Reader Question:
Don't Let Paper Claims Jam Your Facility's Billing
Published on Wed Jul 14, 2004
Question: Our billing department receives a ton of denials on paper claims, and I think it's mostly due to the fact that the claims are not clean. What are some easy ways to clean up our paper claims and avoid unnecessary denials?
Connecticut Subscriber
Answer: You can find a solution to your long-standing paper claim denial problem -- if you know where to look.
According to CIGNA Healthcare Medicare Administration, practices that still submit paper claims should check out Cigna's list of the most common CMS-1500 claim form errors.
Here's what you need to plug in on the trickiest boxes of the CMS-1500:
Item 17 and 17A: Remember to list the referring/ordering physician name (that's one name only) and a valid unique provider identification number (UPIN).
Item 21: Make sure you file a new claim form for billed items not linked to one of the four valid diagnosis codes.

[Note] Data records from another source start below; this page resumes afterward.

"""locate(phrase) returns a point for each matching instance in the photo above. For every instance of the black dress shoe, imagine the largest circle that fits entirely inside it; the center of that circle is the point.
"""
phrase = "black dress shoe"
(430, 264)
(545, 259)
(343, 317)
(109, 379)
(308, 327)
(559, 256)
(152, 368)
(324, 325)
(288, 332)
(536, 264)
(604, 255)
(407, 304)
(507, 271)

Item 24e: Each procedure that you bill on a claim line should include only one diagnosis reference number (1, 2, 3, or 4) and should refer to the primary diagnosis from item 21 if you are listing multiple diagnoses. Don't list ICD-9 codes here -- save those for item 21.
Item 28: Put "continued" here when you require multiple claim forms for the same beneficiary, with the total charge on the last page.
Item 29: Enter only the total amount that the beneficiary paid on his covered charges. Do not include payment for noncovered charges, deductibles, previous claims or primary insurers.
Item 31: Get the signature -- either computerized, stamped or authentic -- and the date signed from the practitioner, supplier or his representative. Initialing or writing just a company name is a no-go.